Mario le miró con calma, se tomó su tiempo y finalmente sonrió.
—He contratado al Gris para salvar a mi hija —le dijo a Álex—. Tú pareces mentalmente equilibrado, guaperas. Quiero que eches a este niñato de mi casa o lo haré yo. Le daré una patada en el culo y luego llamaré a la policía para que se lo lleven a sus padres.
—La patada se la daré yo con mucho gusto —dijo Álex—. Pero ya has oído al Gris, es parte del grupo. Dame un segundo. —Se inclinó sobre Diego y endureció el tono de voz—. Estás complicando la situación, niño, y me estás cabreando. Vas a centrarte o yo mismo hablaré con el Gris.
—Estoy centradísimo, tío —insistió Diego—. El corrupto debe de tener muchos enemigos y es posible que alguno de ellos tenga algo que ver con la posesión. Puede que haya robado a quien no debe y esto sea una venganza.

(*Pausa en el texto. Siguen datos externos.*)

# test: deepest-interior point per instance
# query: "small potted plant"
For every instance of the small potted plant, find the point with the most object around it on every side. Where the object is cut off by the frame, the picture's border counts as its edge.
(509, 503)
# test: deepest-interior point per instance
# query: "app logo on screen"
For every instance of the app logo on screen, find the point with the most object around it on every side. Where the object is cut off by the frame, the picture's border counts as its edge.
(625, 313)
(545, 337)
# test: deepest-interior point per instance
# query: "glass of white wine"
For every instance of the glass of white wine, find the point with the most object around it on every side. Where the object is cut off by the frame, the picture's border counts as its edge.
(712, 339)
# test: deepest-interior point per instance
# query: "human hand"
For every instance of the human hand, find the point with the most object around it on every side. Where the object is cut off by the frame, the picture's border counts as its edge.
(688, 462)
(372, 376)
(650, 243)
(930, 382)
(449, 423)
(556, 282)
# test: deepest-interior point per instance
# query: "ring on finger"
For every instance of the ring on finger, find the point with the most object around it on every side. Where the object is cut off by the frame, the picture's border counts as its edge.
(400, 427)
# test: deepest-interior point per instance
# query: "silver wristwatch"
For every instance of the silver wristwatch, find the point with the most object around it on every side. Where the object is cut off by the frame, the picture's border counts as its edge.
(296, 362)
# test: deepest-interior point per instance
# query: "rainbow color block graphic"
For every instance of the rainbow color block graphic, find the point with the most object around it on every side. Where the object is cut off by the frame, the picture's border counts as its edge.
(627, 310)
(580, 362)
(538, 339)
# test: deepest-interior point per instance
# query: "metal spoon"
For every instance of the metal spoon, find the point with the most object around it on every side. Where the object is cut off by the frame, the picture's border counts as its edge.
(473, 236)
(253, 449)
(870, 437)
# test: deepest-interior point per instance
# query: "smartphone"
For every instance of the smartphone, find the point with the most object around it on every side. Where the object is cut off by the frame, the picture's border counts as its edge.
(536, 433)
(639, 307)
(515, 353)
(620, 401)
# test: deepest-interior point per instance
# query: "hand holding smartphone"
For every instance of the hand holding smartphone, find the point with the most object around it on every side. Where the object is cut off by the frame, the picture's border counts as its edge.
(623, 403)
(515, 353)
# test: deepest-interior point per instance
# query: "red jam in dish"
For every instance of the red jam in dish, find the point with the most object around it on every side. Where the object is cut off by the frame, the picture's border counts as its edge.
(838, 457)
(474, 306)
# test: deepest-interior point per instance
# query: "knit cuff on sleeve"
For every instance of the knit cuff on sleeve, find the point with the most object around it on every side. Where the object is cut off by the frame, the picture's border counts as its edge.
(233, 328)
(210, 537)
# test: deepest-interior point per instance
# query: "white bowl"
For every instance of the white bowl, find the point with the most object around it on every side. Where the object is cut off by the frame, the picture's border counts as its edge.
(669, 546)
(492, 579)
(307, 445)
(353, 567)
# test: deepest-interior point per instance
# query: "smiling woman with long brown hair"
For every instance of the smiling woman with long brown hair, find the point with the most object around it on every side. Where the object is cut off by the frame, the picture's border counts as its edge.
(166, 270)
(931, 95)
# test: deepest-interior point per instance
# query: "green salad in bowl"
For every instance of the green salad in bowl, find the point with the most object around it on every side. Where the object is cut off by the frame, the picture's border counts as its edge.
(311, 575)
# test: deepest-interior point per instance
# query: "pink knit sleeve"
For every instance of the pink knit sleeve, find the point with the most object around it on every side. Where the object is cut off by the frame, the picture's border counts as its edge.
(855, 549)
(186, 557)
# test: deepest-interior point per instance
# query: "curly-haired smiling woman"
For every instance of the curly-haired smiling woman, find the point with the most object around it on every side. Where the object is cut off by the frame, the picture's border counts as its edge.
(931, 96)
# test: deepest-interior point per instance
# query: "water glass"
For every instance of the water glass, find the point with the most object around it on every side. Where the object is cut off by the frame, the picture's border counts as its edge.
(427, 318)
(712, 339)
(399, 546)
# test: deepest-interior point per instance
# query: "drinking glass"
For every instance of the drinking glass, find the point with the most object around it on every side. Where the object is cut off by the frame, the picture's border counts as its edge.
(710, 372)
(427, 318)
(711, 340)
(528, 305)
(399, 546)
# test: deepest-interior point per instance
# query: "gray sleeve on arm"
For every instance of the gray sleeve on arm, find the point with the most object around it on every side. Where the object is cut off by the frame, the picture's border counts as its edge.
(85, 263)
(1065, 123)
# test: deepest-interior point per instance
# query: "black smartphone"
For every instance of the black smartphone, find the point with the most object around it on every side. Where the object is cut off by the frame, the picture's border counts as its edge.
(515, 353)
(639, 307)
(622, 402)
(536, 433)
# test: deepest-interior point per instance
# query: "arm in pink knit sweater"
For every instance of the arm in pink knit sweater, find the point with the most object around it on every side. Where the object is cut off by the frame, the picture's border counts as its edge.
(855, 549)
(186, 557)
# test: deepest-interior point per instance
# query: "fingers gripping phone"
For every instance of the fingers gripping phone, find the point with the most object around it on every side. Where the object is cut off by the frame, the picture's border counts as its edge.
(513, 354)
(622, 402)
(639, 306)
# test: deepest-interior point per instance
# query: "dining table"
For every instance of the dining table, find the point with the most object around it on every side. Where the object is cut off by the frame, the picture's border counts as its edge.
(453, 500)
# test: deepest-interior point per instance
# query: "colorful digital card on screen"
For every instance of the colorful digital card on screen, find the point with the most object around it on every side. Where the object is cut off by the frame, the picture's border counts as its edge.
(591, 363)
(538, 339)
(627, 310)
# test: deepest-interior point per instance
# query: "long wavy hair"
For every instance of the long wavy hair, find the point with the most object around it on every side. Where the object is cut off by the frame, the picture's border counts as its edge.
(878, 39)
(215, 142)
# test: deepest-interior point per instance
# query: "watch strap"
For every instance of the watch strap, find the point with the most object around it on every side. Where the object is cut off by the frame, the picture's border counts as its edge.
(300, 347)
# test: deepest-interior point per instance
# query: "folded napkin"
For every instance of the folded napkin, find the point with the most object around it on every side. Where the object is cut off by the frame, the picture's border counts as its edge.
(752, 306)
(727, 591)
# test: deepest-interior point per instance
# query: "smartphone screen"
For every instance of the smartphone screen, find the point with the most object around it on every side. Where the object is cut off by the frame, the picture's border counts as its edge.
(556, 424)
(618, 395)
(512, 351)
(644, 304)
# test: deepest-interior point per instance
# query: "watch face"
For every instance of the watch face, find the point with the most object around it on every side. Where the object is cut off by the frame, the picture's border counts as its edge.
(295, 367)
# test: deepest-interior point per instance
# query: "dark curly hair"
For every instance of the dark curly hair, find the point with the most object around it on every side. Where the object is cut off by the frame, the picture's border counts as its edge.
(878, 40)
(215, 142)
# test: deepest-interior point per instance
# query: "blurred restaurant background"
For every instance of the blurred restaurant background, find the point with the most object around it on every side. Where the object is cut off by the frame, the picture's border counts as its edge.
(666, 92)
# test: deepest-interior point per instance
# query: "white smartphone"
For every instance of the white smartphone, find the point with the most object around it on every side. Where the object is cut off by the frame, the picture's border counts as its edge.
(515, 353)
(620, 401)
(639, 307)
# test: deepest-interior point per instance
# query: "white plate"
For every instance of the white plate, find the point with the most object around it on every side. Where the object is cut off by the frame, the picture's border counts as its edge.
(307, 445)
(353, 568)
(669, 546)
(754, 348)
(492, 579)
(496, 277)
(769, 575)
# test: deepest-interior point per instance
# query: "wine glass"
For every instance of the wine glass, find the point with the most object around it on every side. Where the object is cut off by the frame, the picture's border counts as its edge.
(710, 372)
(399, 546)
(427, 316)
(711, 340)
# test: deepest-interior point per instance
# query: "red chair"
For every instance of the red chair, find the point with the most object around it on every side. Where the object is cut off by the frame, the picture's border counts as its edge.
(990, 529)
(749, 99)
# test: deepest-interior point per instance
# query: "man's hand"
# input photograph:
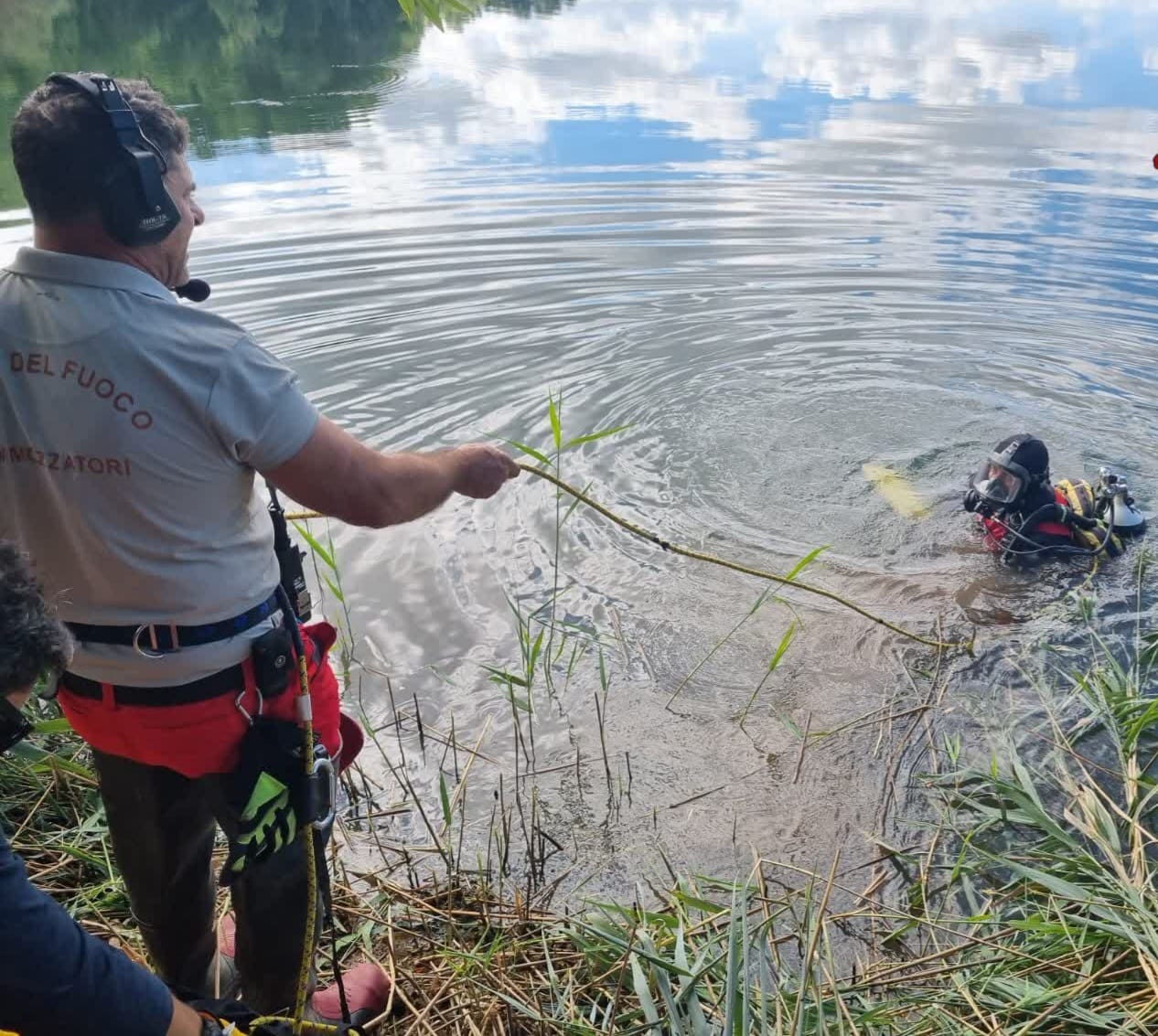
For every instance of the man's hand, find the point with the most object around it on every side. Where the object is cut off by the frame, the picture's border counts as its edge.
(338, 475)
(482, 470)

Álex se tomó un momento para reflexionar.
—Tienes razón...
—¿Lo ves? —chilló Diego, triunfal.
—Pero no puedes seguir con ese método. Tardaríamos años en averiguar si ha sido por un ajuste de cuentas.
—¿Se te ocurre otra razón para odiar a este tío?
A Sara se le ocurrieron muchas, pero no las compartió con los demás. Había leído algo en los periódicos sobre la absorción de la empresa del padre de Mario por su propio hijo. Era una noticia financiera, pero cargada de una gran dosis de morbo que la hizo muy popular en los medios. Sara no entendía cómo alguien podía ser tan ruin de arrebatar a su padre la obra de su vida para ganar dinero, sobre todo cuando ya tenía tanto que podría comprarse un país pequeño.
—Entiendo por dónde vas, niño —dijo Álex pasando la mano por su pelo negro—. Pero no darás con el culpable con esas preguntas tan idiotas.
A Diego le sentó mal la reprimenda.
—El señor me perdone por intentar resolver este asunto. ¿Tienes una idea mejor?
—Que lo investigue Sara. Para eso ha venido.
—¡Pero si podemos preguntarle y ya está! Tú déjame a mí —insistió el niño.
Mario interrumpió la pequeña disputa.
—Estáis sugiriendo que alguien controla a un demonio y lo ha metido en el cuerpo de mi hija para vengarse de mí. ¿Lo he entendido bien?
—Hombre, así expresado, suena un poco estúpido —concedió Diego—. Pero por ahí van los tiros, tío.